That’s the first tip, start early.
Second, take a long-term approach.
Many of Buffett’s quotes emphasize the need to invest for the long term. “If you’re not thinking about owning a stock for 10 years, don’t even think about owning it for 10 minutes.“he said on one occasion.
Buffett’s third piece of advice is to invest in a tracker fund. He believes that over an extended period, this will exceed the returns that a private investor will achieve.
As the name suggests, this investment product will track a particular index or group of stocks.
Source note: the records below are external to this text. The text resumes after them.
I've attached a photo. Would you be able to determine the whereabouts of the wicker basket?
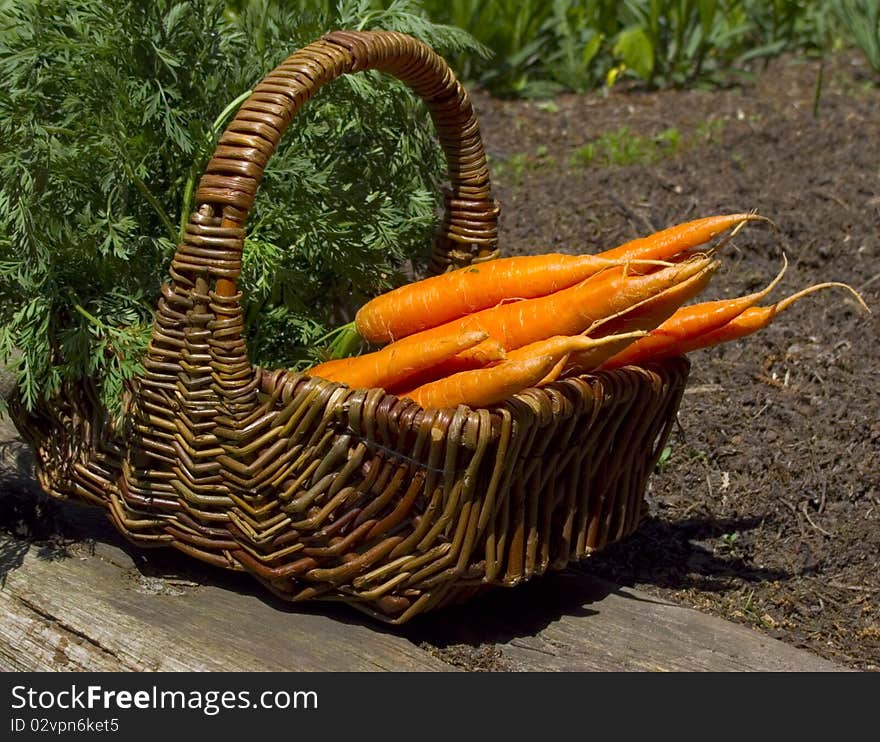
[13,32,688,623]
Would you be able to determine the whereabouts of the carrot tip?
[776,281,872,314]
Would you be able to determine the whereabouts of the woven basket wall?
[12,32,688,623]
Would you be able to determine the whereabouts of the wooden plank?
[0,426,842,671]
[0,537,452,671]
[410,569,845,672]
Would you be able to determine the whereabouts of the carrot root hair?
[775,281,871,314]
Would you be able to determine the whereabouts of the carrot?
[562,262,720,376]
[355,214,764,344]
[307,330,489,389]
[598,214,772,260]
[507,332,646,386]
[387,338,507,394]
[602,282,870,369]
[399,356,556,408]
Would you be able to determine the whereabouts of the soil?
[475,50,880,670]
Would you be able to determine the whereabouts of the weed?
[569,126,683,167]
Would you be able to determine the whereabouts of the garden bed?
[476,49,880,670]
[0,46,880,670]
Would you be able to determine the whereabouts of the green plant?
[0,0,477,416]
[833,0,880,73]
[614,0,750,86]
[569,126,682,167]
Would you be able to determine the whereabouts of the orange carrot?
[307,330,488,389]
[355,214,764,344]
[602,282,870,368]
[562,262,720,376]
[598,214,770,260]
[399,356,556,408]
[444,258,711,358]
[386,338,507,394]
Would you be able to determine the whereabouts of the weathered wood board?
[0,424,842,671]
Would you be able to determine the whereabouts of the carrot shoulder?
[446,258,711,358]
[355,214,763,344]
[399,355,555,408]
[307,331,488,389]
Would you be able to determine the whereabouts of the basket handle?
[148,31,498,418]
[188,31,498,296]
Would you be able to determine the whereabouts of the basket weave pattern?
[13,32,688,623]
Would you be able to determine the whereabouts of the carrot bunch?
[307,214,867,408]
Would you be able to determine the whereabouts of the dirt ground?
[475,50,880,670]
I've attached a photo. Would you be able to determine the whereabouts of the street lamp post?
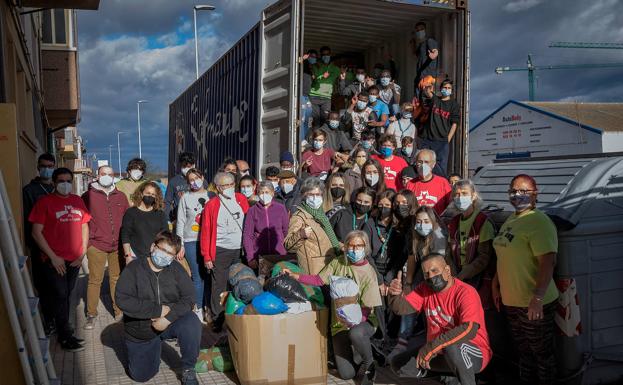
[136,100,148,159]
[117,131,125,179]
[193,5,216,79]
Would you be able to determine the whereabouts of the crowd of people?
[24,23,558,385]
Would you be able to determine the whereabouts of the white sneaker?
[193,309,206,325]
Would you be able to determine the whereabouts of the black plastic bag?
[265,274,308,303]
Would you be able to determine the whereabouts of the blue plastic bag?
[251,292,288,315]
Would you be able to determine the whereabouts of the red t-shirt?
[407,175,452,215]
[405,278,493,369]
[302,148,335,176]
[28,194,91,262]
[371,155,409,191]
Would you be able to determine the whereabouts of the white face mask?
[305,195,322,209]
[260,194,273,206]
[97,175,115,187]
[130,169,143,180]
[366,174,379,186]
[56,182,73,195]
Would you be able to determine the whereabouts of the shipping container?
[169,0,469,177]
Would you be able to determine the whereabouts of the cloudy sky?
[78,0,623,171]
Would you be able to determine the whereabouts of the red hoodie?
[82,184,129,252]
[199,193,249,262]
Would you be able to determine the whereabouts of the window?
[41,9,71,46]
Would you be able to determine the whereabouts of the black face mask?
[379,207,392,219]
[143,195,156,207]
[426,274,448,293]
[331,187,346,199]
[353,202,372,215]
[396,205,411,219]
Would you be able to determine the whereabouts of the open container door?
[257,0,301,175]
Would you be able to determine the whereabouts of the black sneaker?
[182,369,199,385]
[61,337,84,353]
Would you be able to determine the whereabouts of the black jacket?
[115,258,195,341]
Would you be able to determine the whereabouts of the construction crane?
[549,41,623,49]
[495,54,623,101]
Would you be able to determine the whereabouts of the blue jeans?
[125,310,201,382]
[184,241,206,309]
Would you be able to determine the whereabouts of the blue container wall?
[169,24,260,180]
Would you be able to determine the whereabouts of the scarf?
[301,202,340,253]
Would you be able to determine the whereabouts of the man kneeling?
[115,231,201,385]
[389,254,492,385]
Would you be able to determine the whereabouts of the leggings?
[332,322,374,380]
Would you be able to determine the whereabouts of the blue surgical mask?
[381,146,392,158]
[415,223,433,237]
[441,88,452,97]
[346,250,366,263]
[151,248,173,269]
[454,196,472,212]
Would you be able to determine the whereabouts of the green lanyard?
[353,214,368,230]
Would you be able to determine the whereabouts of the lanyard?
[353,214,368,230]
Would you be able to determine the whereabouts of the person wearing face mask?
[420,79,461,175]
[283,230,381,385]
[242,182,290,271]
[164,152,199,223]
[175,168,211,322]
[120,182,169,265]
[371,134,409,191]
[368,86,389,130]
[82,166,129,330]
[389,253,493,385]
[22,153,56,335]
[115,158,149,207]
[309,111,353,153]
[409,21,439,95]
[322,171,353,219]
[115,231,201,385]
[448,179,495,300]
[301,129,335,180]
[309,46,340,126]
[329,187,376,239]
[238,175,259,207]
[275,170,302,214]
[385,102,417,147]
[200,172,249,331]
[28,167,91,352]
[407,149,452,215]
[378,70,400,116]
[492,174,558,384]
[284,177,341,274]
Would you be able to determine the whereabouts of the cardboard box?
[225,309,329,385]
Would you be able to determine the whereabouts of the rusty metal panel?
[169,25,260,179]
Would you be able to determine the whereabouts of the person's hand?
[387,271,402,295]
[175,246,186,261]
[50,255,67,276]
[160,305,171,318]
[299,226,312,239]
[415,345,432,370]
[69,255,84,267]
[528,296,543,321]
[281,269,301,281]
[151,317,171,332]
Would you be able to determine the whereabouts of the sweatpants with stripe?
[391,333,482,385]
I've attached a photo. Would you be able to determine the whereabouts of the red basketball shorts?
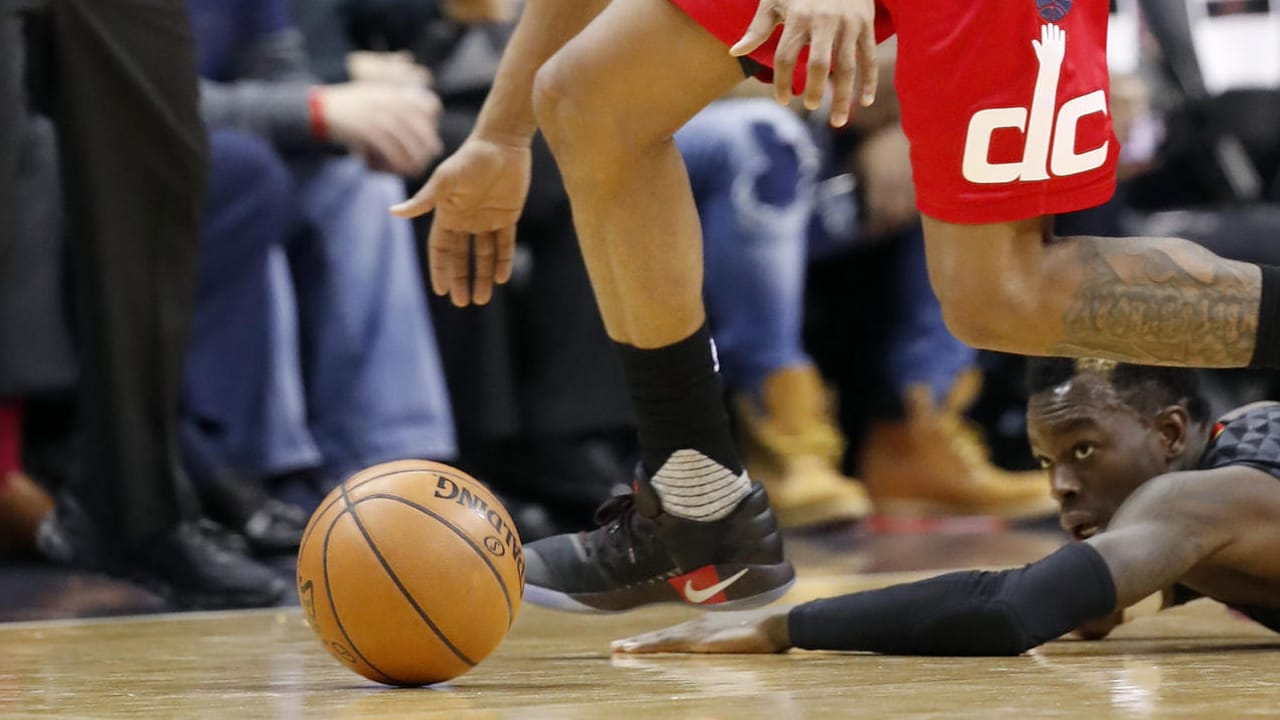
[672,0,1119,223]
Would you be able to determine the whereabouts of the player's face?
[1027,374,1169,539]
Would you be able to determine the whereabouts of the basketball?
[297,460,525,685]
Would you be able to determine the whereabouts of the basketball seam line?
[298,464,509,546]
[320,504,404,685]
[340,488,476,667]
[356,493,515,628]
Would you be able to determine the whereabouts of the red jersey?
[673,0,1119,223]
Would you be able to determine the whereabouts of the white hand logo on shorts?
[1032,23,1066,67]
[961,23,1111,184]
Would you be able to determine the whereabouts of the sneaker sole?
[524,562,796,615]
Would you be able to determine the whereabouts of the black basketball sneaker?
[525,480,795,612]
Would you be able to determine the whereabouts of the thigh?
[886,0,1119,223]
[550,0,742,140]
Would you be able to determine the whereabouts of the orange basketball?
[298,460,525,685]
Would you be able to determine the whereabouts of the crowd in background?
[0,0,1280,607]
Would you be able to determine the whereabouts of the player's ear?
[1156,405,1190,457]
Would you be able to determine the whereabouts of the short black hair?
[1027,357,1208,423]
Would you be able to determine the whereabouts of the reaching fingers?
[448,232,471,307]
[493,225,516,284]
[831,22,858,128]
[858,20,879,108]
[804,18,840,110]
[471,232,498,305]
[392,174,440,217]
[773,15,809,105]
[728,0,782,58]
[612,628,690,653]
[426,223,467,295]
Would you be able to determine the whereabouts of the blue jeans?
[183,131,456,480]
[884,225,978,402]
[676,99,818,393]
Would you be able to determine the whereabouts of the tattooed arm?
[924,218,1262,368]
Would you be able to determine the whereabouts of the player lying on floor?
[613,359,1280,655]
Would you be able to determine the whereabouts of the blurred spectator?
[0,0,284,607]
[294,0,631,539]
[676,97,870,527]
[183,0,456,535]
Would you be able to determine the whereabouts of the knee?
[534,54,677,163]
[933,269,1037,352]
[209,129,293,210]
[534,56,586,158]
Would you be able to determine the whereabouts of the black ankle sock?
[614,323,742,475]
[1249,260,1280,369]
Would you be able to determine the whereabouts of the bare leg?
[924,212,1262,368]
[535,0,742,347]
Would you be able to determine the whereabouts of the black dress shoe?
[37,495,287,610]
[200,478,308,556]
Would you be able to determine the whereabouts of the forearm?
[786,543,1116,656]
[1046,237,1262,368]
[924,217,1280,368]
[472,0,608,145]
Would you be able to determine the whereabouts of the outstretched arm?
[614,466,1259,655]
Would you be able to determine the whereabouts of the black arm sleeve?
[787,543,1116,656]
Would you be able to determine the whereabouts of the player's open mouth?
[1071,524,1098,541]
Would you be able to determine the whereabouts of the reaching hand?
[730,0,879,127]
[347,50,431,87]
[613,607,791,653]
[392,137,530,307]
[320,82,444,176]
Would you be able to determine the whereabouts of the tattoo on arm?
[1052,237,1262,368]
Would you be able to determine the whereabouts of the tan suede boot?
[861,369,1057,519]
[735,365,870,528]
[0,473,54,556]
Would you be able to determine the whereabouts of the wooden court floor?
[0,525,1280,720]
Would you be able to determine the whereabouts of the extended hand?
[613,607,791,653]
[320,82,443,176]
[392,137,530,307]
[730,0,879,127]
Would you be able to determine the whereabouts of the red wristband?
[307,87,329,142]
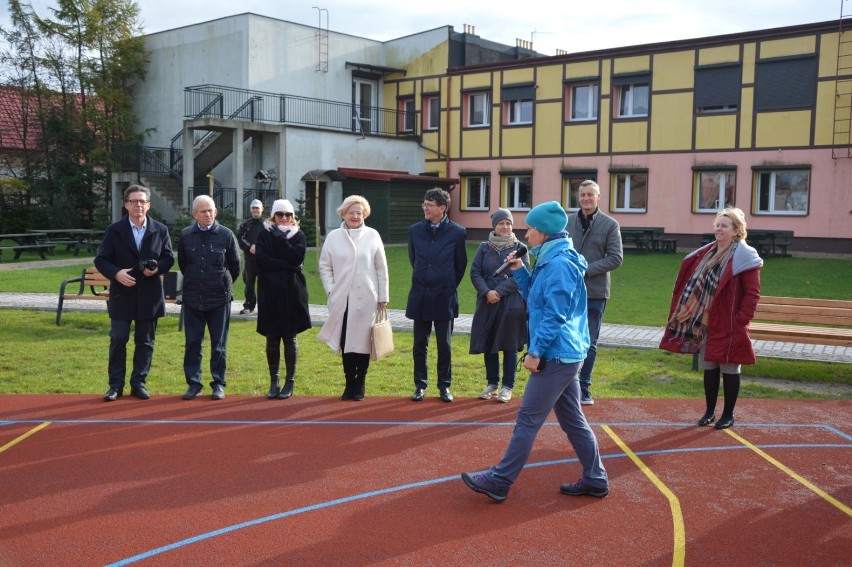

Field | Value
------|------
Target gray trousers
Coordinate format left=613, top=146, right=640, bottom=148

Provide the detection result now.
left=491, top=360, right=609, bottom=488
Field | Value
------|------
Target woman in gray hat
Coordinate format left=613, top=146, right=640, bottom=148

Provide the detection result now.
left=470, top=209, right=528, bottom=402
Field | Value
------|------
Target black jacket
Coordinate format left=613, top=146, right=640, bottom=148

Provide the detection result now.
left=178, top=221, right=240, bottom=311
left=95, top=217, right=175, bottom=321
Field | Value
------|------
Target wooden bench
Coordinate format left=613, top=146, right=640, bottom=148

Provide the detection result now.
left=0, top=244, right=54, bottom=262
left=749, top=296, right=852, bottom=347
left=56, top=267, right=183, bottom=331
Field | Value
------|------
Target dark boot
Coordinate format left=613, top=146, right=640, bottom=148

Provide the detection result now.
left=340, top=352, right=357, bottom=401
left=352, top=353, right=370, bottom=402
left=278, top=380, right=295, bottom=400
left=716, top=374, right=740, bottom=429
left=278, top=335, right=299, bottom=400
left=266, top=344, right=281, bottom=400
left=698, top=368, right=720, bottom=425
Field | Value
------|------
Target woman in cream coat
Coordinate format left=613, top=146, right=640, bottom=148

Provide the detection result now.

This has the advantage of providing a diversified portfolio, without having to own all the stocks individually.
Some investors dislike these funds as they enjoy picking stocks and are excited to buy and sell. But if you don’t want to be actively involved in the day-to-day management of your investments, a tracker fund is ideal.
As an American, Buffett believes that the S&P 500 is the best index to follow. On this side of the Atlantic, the equivalent would be the FTSE 100.
Let’s break down the numbers…
A simple example may help to illustrate why Buffett is right.
My first job, every weekend at the local DIY store, paid me £1.50 an hour. Even with my modest salary, I’m sure I could have found £25 to invest each month.
According to I Gthe average annual growth rate of the FTSE 100 from 1984 to 2019 was 5.8%.
Buffett also believes in the reinvestment of dividends received. This is an effective way to supplement a regular investment. A reasonable estimate of the historical dividend yield, for the largest UK listed companies, would be 3.5%.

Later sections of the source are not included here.